Missing the Wasatch?

The much-touted proximity of Utah’s ski resorts to the Salt Palace may have been an overstated advantage over Denver.

For several years, SnowSports Industries America has operated a two-day gear demo at Copper Mountain resort, 90 minutes from the convention center, said Todd Walton, an SIA spokesman.

A number of gear exhibitors at Outdoor Retailer’s annual demo days in the Wasatch Mountains also had gone to SIA’s events at Copper Mountain, so the overnight trip in Colorado this year isn’t an adjustment for them, he noted.

And while retailers have reported the product testing to be “incredibly worthwhile,” Walton said, vendor participation at demo days in both Denver and Salt Lake City has represented a relatively small portion of the show’s attendance. About 170 brands of the 1,145 listed in this year’s show program also exhibited at Copper Mountain.

Still, a few attendees last week said they missed Salt Lake City’s easy access to mountains, for ski meet-ups with business contacts and for their own vacationing.

“I always skied every year. This year I didn’t even bring my ski gear,” said Ryan Dowd, an Indiana-based consultant with Wolverine boots in Rockford, Mich. “I’m a little blue about it. I would love for it to come back to Salt Lake.”

A show of ‘respect’

But the show’s return appears unlikely. The stated reason for leaving Utah — outdoor industry disapproval of the state’s politics on public lands — has only been reinforced.

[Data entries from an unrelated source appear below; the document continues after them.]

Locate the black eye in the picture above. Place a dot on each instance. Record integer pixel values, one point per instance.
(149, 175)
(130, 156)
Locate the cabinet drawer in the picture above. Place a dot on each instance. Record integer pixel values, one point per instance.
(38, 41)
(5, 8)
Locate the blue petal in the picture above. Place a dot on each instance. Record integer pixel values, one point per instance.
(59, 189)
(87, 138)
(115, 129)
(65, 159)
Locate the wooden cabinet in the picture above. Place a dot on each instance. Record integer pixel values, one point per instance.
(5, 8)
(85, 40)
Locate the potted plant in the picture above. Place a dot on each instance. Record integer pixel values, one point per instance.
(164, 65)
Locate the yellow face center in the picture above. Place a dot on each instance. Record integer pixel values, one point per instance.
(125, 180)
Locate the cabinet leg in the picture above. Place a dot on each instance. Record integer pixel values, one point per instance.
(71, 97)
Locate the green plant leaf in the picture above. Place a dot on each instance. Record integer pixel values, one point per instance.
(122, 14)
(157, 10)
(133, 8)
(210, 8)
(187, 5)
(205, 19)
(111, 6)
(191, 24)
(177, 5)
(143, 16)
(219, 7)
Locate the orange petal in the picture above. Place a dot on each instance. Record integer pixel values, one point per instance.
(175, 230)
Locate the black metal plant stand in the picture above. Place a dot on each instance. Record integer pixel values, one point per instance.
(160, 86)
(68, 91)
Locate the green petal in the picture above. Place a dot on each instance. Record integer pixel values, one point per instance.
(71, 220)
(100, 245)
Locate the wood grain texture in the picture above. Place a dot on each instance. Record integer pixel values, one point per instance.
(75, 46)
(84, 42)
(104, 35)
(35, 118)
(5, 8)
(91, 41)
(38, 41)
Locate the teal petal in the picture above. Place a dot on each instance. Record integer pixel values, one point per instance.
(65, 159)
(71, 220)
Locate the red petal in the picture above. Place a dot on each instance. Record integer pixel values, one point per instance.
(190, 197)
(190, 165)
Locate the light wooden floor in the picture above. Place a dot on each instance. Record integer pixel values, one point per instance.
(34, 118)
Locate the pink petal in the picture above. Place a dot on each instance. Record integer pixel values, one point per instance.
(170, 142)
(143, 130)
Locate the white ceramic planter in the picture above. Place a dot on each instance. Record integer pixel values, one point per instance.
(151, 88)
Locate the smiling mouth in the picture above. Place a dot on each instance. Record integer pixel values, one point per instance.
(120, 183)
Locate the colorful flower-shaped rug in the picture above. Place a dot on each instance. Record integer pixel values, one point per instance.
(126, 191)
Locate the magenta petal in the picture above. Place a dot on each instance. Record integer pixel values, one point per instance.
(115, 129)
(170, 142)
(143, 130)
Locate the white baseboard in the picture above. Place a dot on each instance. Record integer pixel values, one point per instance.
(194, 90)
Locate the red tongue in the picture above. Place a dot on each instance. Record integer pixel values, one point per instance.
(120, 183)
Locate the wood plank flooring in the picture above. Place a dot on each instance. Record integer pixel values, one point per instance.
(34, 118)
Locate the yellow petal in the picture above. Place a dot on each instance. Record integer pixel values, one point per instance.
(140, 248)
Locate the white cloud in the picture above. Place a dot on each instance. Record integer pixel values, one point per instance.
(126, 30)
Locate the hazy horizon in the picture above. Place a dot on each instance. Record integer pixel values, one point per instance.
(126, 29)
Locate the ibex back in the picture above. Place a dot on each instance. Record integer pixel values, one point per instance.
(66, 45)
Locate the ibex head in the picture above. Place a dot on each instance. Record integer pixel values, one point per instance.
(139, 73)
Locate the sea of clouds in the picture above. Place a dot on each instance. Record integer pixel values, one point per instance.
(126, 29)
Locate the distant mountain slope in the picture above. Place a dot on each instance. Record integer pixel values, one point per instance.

President Donald Trump in December ordered drastic reductions to Bears Ears and Grand Staircase-Escalante national monuments. The new boundaries divide the two monuments into five smaller monuments and eliminate half the land previously protected in Grand Staircase and 85 percent of Bears Ears.

“The show certainly made the right decision,” said Black Diamond Equipment founder Peter Metcalf, who urged show organizers to relocate last year in protest and addressed conservation groups at a party on the show’s opening night. “It would be awful in Utah right now.”

Colorado politicians seized on Utah’s rebuff. Nearly a third of Colorado’s legislature, the General Assembly, toured the convention floor to welcome exhibitors and speak with Colorado brand reps. In displays of bipartisanship, Colorado’s Democratic governor, John Hickenlooper, walked the aisles with Wyoming’s Republican governor, Matt Mead, and Colorado’s two U.S. senators — Democrat Michael Bennet and Republican Cory Gardner — visited exhibitors.

“It matters a lot; it shows respect,” said Krystle Wright, a brand ambassador for Keen footwear in Portland, Ore.

”The city of Denver and the state of Colorado laid down the red carpet for our exhibitors, our buyers, including from 50 countries around the world, and our team,” Denny said. “... We couldn’t think of a better place to call home.”